Maria Fotopoulos: No room for ‘trophy hunting’
Minnesota dentist Walter J. Palmer has dominated the news after killing Cecil, a beloved 13-year-old Zimbabwe lion. Local celebrity Cecil was lured out of a protected national park with meat drug on a truck, shot with an arrow (but not killed) and then tracked for 40 hours before he was shot dead by a rifle. This is “trophy hunting.” Cecil then was skinned and beheaded, with his remains abandoned at the park border. Evidence indicates those involved in this horror marathon also tried to destroy Cecil’s tracking collar to cover their tracks.
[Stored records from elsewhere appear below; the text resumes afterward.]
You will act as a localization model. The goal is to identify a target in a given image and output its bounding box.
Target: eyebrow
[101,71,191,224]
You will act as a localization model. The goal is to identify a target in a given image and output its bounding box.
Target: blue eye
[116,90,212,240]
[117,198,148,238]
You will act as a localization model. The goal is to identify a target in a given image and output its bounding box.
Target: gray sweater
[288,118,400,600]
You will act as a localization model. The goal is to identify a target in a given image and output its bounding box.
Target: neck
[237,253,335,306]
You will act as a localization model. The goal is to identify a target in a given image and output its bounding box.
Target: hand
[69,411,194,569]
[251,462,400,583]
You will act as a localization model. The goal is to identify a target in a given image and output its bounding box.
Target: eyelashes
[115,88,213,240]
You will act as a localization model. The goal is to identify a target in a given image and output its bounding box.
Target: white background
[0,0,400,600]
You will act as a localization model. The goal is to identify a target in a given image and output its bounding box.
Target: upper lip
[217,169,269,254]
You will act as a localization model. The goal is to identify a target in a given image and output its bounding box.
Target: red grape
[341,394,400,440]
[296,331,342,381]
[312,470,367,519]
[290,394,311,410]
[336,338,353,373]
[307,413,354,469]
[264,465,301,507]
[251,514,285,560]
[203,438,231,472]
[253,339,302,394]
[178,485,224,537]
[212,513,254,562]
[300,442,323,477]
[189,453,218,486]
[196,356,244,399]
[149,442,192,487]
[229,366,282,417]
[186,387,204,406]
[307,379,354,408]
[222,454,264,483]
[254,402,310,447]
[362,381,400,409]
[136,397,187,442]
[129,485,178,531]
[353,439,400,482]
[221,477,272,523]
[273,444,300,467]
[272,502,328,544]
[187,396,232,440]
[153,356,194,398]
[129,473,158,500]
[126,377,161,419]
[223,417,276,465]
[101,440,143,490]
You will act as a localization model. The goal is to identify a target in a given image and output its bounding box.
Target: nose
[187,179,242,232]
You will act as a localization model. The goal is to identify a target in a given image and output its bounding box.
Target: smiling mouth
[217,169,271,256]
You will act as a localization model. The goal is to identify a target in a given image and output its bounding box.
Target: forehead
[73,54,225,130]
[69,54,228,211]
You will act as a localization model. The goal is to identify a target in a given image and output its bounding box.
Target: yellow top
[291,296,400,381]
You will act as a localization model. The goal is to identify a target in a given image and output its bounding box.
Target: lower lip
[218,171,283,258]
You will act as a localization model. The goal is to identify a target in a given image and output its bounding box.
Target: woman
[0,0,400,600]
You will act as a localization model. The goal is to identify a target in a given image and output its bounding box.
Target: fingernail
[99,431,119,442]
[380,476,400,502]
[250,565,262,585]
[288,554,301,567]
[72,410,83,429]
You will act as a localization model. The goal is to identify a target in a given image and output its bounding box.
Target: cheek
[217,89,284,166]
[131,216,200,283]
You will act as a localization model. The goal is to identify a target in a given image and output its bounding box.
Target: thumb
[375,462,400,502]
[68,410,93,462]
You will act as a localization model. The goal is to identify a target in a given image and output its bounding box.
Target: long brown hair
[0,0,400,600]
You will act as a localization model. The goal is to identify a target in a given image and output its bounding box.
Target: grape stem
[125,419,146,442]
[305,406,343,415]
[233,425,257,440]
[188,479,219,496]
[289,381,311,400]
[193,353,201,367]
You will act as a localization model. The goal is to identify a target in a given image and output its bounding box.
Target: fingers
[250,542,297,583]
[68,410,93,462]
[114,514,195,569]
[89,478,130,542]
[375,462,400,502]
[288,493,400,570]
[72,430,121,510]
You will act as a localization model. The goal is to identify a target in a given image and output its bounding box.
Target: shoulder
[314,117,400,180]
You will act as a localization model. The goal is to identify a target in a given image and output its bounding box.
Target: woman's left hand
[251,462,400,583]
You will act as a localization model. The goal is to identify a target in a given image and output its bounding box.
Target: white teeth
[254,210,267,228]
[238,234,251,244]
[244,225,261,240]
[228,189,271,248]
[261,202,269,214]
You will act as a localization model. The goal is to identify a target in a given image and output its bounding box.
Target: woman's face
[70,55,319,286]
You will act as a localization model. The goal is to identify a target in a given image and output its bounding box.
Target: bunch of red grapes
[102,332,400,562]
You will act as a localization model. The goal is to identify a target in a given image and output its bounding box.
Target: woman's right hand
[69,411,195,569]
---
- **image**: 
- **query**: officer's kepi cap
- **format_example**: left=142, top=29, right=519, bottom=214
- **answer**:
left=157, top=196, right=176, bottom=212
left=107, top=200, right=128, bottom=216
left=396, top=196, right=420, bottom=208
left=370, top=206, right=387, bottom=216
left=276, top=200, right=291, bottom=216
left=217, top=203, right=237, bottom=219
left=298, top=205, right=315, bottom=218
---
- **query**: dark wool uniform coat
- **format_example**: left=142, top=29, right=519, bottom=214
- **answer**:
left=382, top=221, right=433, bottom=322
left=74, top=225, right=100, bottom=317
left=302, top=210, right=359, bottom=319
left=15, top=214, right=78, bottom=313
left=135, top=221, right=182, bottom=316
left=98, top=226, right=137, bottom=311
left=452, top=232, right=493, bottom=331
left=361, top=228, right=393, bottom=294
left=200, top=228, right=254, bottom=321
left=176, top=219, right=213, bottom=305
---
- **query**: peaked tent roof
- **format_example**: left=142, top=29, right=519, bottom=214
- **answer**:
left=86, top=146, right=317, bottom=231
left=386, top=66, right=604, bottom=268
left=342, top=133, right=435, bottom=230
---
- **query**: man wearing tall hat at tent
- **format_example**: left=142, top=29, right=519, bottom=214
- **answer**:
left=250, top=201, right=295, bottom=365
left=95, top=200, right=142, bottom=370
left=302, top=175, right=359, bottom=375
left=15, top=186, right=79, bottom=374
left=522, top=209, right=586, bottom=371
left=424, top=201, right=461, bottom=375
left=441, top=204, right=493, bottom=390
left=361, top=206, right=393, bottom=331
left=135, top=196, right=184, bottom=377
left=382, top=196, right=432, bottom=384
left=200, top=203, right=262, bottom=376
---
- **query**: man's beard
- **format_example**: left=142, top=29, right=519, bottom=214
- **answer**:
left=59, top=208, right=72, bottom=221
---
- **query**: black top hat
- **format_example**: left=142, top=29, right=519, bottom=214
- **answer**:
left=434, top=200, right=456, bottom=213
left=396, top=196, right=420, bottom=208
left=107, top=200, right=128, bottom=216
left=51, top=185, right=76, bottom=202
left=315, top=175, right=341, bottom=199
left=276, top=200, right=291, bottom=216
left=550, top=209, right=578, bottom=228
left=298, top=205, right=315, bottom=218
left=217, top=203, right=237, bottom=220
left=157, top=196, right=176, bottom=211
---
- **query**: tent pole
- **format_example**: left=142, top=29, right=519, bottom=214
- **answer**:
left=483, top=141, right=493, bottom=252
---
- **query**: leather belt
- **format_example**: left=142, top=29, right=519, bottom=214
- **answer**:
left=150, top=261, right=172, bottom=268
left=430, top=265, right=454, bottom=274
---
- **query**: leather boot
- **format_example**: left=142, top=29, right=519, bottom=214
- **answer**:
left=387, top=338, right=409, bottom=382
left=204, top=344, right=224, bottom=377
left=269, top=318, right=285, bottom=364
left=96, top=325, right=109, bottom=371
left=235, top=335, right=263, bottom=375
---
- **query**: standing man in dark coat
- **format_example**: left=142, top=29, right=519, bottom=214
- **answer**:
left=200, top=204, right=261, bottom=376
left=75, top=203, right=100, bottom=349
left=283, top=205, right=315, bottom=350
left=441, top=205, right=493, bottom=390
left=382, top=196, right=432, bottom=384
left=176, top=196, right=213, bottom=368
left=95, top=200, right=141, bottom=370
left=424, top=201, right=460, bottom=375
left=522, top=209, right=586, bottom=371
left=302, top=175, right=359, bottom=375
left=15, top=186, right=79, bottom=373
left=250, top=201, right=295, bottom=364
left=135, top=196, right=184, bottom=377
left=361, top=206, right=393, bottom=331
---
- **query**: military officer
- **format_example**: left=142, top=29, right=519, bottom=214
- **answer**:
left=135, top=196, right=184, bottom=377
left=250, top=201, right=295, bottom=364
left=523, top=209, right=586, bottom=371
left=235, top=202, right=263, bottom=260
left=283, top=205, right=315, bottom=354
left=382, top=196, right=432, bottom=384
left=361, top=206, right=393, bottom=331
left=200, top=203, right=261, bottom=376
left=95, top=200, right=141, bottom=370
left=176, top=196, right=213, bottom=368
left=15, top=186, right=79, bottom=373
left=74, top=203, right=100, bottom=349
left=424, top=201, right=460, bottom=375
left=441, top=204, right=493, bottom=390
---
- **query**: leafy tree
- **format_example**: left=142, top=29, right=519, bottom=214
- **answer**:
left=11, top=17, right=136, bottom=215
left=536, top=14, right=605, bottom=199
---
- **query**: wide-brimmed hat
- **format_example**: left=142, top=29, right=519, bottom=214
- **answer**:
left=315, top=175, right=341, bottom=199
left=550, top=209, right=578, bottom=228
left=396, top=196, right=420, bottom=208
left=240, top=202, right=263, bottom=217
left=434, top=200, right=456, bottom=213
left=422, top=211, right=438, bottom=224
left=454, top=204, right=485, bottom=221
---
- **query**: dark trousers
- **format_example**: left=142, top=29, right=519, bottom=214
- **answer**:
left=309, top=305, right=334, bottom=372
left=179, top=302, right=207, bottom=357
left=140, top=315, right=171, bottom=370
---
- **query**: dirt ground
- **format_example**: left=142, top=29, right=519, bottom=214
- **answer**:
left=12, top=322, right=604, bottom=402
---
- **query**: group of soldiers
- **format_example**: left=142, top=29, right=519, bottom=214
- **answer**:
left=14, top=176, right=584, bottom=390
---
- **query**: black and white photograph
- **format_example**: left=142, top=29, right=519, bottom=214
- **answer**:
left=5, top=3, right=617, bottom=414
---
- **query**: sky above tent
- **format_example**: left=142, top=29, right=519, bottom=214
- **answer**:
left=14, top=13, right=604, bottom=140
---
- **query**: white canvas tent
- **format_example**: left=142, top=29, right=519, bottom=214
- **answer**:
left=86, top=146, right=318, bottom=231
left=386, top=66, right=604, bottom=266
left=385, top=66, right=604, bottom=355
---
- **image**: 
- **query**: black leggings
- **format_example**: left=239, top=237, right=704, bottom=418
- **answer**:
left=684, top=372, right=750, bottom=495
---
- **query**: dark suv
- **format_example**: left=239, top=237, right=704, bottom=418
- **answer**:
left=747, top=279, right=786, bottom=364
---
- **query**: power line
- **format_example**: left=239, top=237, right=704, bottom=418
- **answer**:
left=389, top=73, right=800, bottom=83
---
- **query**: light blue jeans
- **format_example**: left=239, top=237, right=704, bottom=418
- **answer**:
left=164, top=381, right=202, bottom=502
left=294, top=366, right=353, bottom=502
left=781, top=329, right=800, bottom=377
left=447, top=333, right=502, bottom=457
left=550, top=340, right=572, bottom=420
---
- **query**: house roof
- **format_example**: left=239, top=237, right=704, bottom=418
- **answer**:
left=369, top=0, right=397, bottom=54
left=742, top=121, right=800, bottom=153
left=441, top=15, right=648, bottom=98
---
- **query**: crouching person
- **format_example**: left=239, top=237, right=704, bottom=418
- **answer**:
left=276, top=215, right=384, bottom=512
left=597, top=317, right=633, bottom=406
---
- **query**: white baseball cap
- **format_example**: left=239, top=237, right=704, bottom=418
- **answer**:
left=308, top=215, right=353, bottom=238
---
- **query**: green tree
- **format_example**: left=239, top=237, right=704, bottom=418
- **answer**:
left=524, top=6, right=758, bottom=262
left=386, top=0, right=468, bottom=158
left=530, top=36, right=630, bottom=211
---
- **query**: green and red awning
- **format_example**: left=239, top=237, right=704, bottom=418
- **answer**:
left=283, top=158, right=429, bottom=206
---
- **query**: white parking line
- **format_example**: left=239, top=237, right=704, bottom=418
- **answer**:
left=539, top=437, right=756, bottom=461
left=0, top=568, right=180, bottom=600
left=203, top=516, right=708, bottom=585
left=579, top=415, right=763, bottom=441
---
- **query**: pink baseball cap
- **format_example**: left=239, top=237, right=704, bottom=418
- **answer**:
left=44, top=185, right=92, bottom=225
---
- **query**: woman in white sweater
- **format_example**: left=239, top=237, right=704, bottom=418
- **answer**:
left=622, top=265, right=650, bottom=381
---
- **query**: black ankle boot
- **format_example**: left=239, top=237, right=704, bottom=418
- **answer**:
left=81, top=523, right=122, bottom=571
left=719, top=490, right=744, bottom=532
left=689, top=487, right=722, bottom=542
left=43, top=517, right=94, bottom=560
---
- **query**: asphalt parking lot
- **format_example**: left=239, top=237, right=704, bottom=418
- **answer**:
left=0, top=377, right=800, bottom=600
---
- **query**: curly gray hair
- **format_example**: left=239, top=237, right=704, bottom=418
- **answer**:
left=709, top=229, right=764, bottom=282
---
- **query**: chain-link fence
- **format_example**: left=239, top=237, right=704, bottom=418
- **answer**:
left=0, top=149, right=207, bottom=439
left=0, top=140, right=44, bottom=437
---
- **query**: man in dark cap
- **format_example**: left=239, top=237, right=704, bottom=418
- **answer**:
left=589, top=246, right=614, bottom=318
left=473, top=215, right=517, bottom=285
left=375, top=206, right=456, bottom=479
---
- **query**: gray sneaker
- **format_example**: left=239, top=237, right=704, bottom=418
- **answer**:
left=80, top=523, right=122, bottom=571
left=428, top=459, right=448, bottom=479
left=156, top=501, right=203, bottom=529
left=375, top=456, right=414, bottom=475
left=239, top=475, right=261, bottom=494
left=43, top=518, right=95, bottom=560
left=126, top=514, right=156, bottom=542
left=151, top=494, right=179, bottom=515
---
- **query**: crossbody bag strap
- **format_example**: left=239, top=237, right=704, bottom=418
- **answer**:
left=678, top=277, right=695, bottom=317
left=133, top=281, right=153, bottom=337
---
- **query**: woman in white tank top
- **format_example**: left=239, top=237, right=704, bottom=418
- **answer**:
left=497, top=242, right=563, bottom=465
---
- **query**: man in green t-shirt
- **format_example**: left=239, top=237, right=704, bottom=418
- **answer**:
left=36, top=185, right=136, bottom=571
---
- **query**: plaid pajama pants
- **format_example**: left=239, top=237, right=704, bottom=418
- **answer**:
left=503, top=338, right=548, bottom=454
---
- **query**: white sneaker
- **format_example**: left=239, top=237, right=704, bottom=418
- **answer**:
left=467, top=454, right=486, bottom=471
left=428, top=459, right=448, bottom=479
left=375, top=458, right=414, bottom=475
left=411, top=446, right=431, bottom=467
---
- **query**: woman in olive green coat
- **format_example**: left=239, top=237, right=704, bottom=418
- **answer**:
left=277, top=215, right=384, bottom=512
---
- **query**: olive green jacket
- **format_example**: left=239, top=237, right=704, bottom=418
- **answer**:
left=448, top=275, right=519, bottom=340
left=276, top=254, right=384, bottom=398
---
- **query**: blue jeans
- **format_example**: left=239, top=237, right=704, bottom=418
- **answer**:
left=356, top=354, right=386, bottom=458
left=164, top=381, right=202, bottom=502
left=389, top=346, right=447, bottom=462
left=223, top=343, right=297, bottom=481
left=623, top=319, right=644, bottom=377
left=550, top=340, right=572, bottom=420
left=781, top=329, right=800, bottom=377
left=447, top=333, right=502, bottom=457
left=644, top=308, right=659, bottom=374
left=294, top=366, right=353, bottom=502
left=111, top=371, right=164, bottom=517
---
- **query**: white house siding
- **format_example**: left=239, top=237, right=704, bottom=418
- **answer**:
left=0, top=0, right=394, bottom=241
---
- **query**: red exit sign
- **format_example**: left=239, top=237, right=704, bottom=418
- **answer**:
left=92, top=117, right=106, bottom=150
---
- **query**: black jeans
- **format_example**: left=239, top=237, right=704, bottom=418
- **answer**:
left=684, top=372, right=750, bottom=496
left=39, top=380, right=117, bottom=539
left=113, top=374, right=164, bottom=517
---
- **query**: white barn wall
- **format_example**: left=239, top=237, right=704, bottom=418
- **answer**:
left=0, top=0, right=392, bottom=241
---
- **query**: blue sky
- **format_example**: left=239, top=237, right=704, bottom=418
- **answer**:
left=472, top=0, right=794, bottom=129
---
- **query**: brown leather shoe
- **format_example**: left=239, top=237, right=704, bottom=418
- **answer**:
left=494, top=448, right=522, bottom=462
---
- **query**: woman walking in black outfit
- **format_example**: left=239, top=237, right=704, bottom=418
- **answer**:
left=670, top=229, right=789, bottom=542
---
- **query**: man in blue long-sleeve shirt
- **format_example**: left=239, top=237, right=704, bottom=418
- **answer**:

Poor Cecil. He just wanted a snack.
Due to Palmer’s pointless, incomprehensible bloodthirst, Cecil’s bloodline probably will be removed from the world of lions, as the next lion in the hierarchy will likely kill Cecil’s cubs. In addition to negatively impacting dwindling biodiversity among the lion population, Palmer denied thousands of others their right to see this creature alive and enjoying his life in the natural world. Just who does this guy — and others who contribute to this kind of wanton slaughter — think he is?
Palmer reportedly started shooting at age 5. Perhaps he shot rabbits and deer as a boy and young man before he was able to turn the profits of his dentistry practice into his “trophy hunting” pastime. Records show he has killed bighorn sheep, buffalo, caribou, deer, elephant, leopard, lion, moose, mountain lion and polar bear. Any large animal seems at risk from Palmer’s narcissistic sights. I’m no psychologist, but taking the life of a highly sentient being seems to indicate something truly pathological about this man and those of his “trophy hunting” ilk who feel a need to kill an animal, stuff it and ornament a wall; dead animals are not objets d’art. These are people whose moral compass is not set to the 21st century.
It’s disheartening to think that the tremendous wealth Palmer allocated to killing so many wonderful living creatures could have been directed to conserving wildlife and making a positive difference. His actions show so little awareness of, or perhaps sheer indifference to, what’s happening in the natural world.
The heartbreaking and senseless death of Cecil the lion comes on the heels of the killing — also by an American — of a rare black rhino in Namibia. The pricetag on that offense: $350,000. And those are just two stories of the not-talked-about-enough world of trophy hunting, which shockingly still exists. Nearly 7,000 male lions were taken as “trophies” in a recent ten-year period.
We need a new Age of Enlightenment related to the world’s biodiversity, which is experiencing its “Sixth Extinction,” or the greatest loss of biodiversity since the age of dinosaurs. Man’s ascendancy and rapid population growth since the Industrial Revolution have decimated wildlife populations. In 1900, the world population was under 2 billion people. Today, we’re at 7.3 billion, and growing. This growth has led to loss of vital animal habitat and the rapid decline of many apex predators who are essential to healthy ecosystems.
Lions once roamed most of Africa, along with parts of Asia and Europe, but today they survive only in parts of sub-Saharan Africa, with a very small population of about 500 Asian lions in India’s Gir Forest. There are no more lions in 25 African countries, most having been extirpated from their ranges by the early 1900s. Lions face extinction and have seen their numbers plummet from 200,000 in 1960 to an estimated fewer than 30,000 today. The human population in Africa is 1.2 billion, and expected to more than double to 2.4 billion by 2050, according to the United Nations. Africa has enough problems without Americans, and others of wealth from China, Europe and elsewhere, plundering their wildlife. No matter high permit fees and the issuance of limited permits, killing these animals is not a sustainable economic model.
The idea of the “Great White Hunter” is in no small part due to famed novelist Ernest Hemingway, who shot big game in Africa and romanticized it in his writing sufficiently before he shot himself. Hemingway has been gone more than 50 years. It’s a miserable state of the world that trophy hunting didn’t die on that timeline.